In the last decades of the 15th century, Western Europe experienced a metaphorical Big Bang — a sudden explosion of geographical knowledge that was later dubbed the Age of Discovery. Improved sailing ships carried profit-minded crews into uncharted seas, revealing the full extent of Earth.
In 1450, world maps drawn in Europe had only a few sketchy indications of West Africa and the Far East. But over the span of a single human lifetime, geographic knowledge grew faster than bamboo. Our understanding of where and how the continents were arranged was completely transformed. Explorers and merchants visited and mapped the majority of the temperate world’s coastlines. Globes became something more than minimally useful household furniture.
The Age of Discovery was the product of a special time, a period in European history when it was barely possible — and still highly dangerous — to chart the world. It could not have happened earlier because it depended on improvements in shipbuilding that allowed repeated crossings of the oceans.
A century later, with yet better technology, replicating these accomplishments became trivial. There is always a “right time” for pioneers who, by definition, work at the edge of the possible.
While you may think that, logically speaking, there can only be a single Age of Discovery, that’s not true. We are currently concluding the first Space Age, marked by landings on the Moon and robotic forays to other worlds. By the end of the century, we will enter a second Space Age: an extended period during which humans will undertake our own exploration of the solar system. As humanity develops the ability to travel to and wander around nearby worlds, we will see and photograph spectacular landscapes and novel views that will come to define our nearby space environment. The solar system will be captured in a series of iconic scenes, a collection of images that will shape how we think of our own galactic neighborhood.

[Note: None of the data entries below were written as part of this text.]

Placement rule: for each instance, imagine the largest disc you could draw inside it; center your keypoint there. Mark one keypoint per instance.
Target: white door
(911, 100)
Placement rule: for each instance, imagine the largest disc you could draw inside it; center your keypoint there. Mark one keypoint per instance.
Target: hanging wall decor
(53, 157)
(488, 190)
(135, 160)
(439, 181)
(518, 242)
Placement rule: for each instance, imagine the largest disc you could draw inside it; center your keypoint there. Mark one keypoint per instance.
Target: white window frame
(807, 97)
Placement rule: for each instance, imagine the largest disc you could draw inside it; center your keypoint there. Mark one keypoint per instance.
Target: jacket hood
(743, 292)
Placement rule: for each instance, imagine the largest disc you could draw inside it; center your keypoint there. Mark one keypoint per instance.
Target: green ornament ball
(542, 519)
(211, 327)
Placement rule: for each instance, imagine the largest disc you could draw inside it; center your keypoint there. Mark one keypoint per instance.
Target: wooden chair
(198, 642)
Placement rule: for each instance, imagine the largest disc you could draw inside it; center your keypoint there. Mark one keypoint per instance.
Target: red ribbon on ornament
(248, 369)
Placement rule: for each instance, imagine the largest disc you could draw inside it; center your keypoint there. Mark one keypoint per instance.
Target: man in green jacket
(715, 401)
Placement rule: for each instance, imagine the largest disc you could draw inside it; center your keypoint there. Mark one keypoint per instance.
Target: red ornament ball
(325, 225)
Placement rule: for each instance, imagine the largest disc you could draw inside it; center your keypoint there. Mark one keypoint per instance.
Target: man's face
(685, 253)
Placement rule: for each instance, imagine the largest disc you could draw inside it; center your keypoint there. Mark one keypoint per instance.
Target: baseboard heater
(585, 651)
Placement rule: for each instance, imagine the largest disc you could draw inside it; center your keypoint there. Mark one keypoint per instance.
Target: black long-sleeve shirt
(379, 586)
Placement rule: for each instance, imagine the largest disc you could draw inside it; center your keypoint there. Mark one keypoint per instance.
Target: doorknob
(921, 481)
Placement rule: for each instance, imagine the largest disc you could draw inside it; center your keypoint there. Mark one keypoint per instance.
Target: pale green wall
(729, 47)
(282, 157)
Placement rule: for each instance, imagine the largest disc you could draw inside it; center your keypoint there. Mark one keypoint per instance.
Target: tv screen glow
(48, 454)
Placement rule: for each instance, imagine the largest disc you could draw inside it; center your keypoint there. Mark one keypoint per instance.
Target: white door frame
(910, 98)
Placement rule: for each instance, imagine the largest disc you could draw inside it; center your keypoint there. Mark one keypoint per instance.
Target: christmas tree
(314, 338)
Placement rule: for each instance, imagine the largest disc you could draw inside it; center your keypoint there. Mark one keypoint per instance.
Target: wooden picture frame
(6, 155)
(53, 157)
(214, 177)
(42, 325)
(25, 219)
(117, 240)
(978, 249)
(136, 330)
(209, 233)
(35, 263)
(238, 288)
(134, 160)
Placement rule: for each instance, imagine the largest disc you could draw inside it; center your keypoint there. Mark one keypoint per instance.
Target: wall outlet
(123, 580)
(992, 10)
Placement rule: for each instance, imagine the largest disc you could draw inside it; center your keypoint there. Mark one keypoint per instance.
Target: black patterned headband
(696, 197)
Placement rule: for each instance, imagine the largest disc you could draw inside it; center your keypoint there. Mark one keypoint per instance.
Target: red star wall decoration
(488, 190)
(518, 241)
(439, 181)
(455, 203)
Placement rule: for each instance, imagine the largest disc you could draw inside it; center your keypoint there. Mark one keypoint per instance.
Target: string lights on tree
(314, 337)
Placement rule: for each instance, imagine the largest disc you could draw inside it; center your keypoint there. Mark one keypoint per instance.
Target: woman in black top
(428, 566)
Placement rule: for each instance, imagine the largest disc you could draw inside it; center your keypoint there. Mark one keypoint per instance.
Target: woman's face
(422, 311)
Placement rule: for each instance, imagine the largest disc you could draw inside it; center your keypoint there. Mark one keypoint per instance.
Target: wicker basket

But wait! Hasn’t that already occurred? Haven’t we already seen what the solar system has to offer?
We’ve made a start, beginning with the Apollo Program and its beguiling, close-up photos of our natural satellite. The standouts in this collection include the imprint of a boot in the lunar dust and Neil Armstrong’s full-body portrait of Buzz Aldrin in his helmet and space suit. Behind Aldrin are the dusty hills of what he called a “magnificent desolation.” It was a visual statement that humans had made their first foray into the final frontier.
We still don’t have equivalent photos of humans on Mars, although orbiters and rovers have given us close-up views of the Red Planet’s topography for half a century. To those you can add a few detailed photos of a small patch of Venus, various flyby portraits of fragile-looking asteroids, and, of course, broad-brush views of planets and satellites taken from distances of a few thousand miles or more. Thumb through any astronomy textbook and you will see all of these things.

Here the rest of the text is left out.